When you start to confuse Freddie Mac, Sallie Mae and Fannie Mae with members of your family, and you remember 2,000 stock symbols but forget the children’s birthdays, there’s a good chance you’ve become too wrapped up in your work. – Peter Lynch
Promising phase one trial results reported from biotechnology company Moderna on Monday caused the stock market to surge over 3% and stocks were able to maintain those gains as the week ended. All three major stock averages increased at least 3% even though economic data continued to be horrible and tensions between the U.S. and China escalated. Although the results from Moderna’s Covid-19 vaccine trial were encouraging, the sample size was limited and lacked sufficient data. Nevertheless, after two doses, all 45 trial participants had developed coronavirus antibodies.
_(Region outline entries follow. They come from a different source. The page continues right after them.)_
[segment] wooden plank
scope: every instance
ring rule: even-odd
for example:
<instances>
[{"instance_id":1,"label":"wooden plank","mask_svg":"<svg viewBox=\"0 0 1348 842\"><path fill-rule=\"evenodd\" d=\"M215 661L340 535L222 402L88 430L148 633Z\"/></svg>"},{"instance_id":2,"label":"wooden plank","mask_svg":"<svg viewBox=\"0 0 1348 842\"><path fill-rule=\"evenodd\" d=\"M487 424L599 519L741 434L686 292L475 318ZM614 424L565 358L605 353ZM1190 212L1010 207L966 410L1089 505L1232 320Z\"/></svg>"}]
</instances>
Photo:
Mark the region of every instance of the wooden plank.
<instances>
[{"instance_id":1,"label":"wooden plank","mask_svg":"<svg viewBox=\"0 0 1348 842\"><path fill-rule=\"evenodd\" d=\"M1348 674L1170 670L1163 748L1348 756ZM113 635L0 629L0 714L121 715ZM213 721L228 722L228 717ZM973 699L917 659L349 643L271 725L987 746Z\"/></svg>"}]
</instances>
Federal Reserve Chairman Jerome Powell also made some reassuring comments that the Fed is not out of ammunition and would be able to do a lot more to help the economy if necessary. He emphasized that people should not bet against the American economy and was confident that the economy would rebound in the second half of the year. While Powell was optimistic about an economic resurgence, minutes from the Fed’s April meeting were much more guarded. They showed that there was deep concern about the state of the economy and what lies ahead. Fed officials were also worried about a second wave of coronavirus infections, which could weigh heavily on business capital investment and create a reluctance to rehire workers. Last week the number of people that filed jobless claims continued to be high. The total was 2.44 million, which brought the total filings during the pandemic to 38.6 million. If there was one bright spot in the data, it was that the pace of new filings had declined from previous weeks. The market was also able to overcome growing tensions between the U.S. and China. Not only did the U.S. criticize the Chinese for taking steps to eliminate Hong Kong’s independence, the Senate passed a bill that would potentially delist Chinese stocks from U.S. exchanges. But optimism about the U.S. economy reopening and a potential vaccine for the coronavirus outweighed the negative jobs data and the increased acrimony with China.
April housing starts fell to their lowest level since 2015, falling 30% from their level in March and much lower than forecast. Historic unemployment levels and a huge decline in consumer confidence affected sales and builders decided to cut back on construction activity. Existing home sales dropped nearly 18% in April, the largest one-month decline since July 2010 and much lower than a year ago.
The Congressional Budget Office (CBO) forecast that gross domestic product (GDP) could decline 38% in the second quarter, which is in line with current Wall Street forecasts.
For the week, the Dow Jones Industrial Average gained 3.3% to close at 24,465 while the S&P 500 Index rose 3.2% to close at 2,955. The Nasdaq Composite Index jumped 3.4% to close at 9,324.
The second estimate of first quarter GDP is expected to show a decline of 4.8% while April durable goods orders are expected to drop about 18%, worse than in March. New home sales for the month of April are forecast to drop significantly from levels in March and May consumer confidence is forecast to be roughly even with the level in April, which was 87.
Among the most prominent companies scheduled to report quarterly earnings this week are AutoZone, Dollar General, Dollar Tree, Nordstrom, Autodesk, HP Inc., Dell Technologies, Toll Brothers, Costco Wholesale, Bank of Montreal and Royal Bank of Canada.
One of the concerns of the recent strength in the stock market has been the lack of market breadth and the fact that just a few number of stocks are responsible for the strong performance. For the year, the S&P 500 Index is down only about 8% while the Nasdaq Composite Index has actually gained about 8%. Market breadth measures the number of stocks advancing relative to those that are declining in a given index. Positive market breadth happens when more stocks are advancing than are declining and suggests a bullish trend is in place. It refers to how many stocks are participating in a given move higher or lower in an index. In the recent rebound from the stock market lows established on March 23rd, a small number of stocks have produced such large gains that they have pulled the entire index higher. Beneath the surface, though, more than half of the stocks in the index are performing poorly with negative returns. Both the S&P 500 Index and the Nasdaq Composite Index are market-capitalization-weighted indexes where the largest companies are driving the bulk of the gains. The five largest companies in the S&P 500 are Microsoft, Apple, Amazon, Alphabet (Google) and Facebook while the ten largest companies in the Nasdaq are these same five companies and five other technology companies. Of these ten companies in the Nasdaq, only one, Cisco Systems, is down on a year-to-date basis. The vast majority of stocks in these indexes are down approximately 20% or more and tend to be in sectors that are mostly value-oriented. Growth sectors such as technology (up 5%), health care (flat) and consumer discretionary (down 2%) have been leading the market while value sectors that include energy (down 37%), financials (down 29%), industrials (down 21%), materials (down 15%) and utilities (down 13%) have been trailing the overall market. The problem for investors is that valuations of the top holdings in both the S&P 500 and Nasdaq are very expensive relative to valuations of the typical stock in these benchmarks. As the economy begins to recover, the risk for investors is in the largest market-cap-weighted companies while the cheaper, value-type stocks that have not participated in the rally should begin to outperform.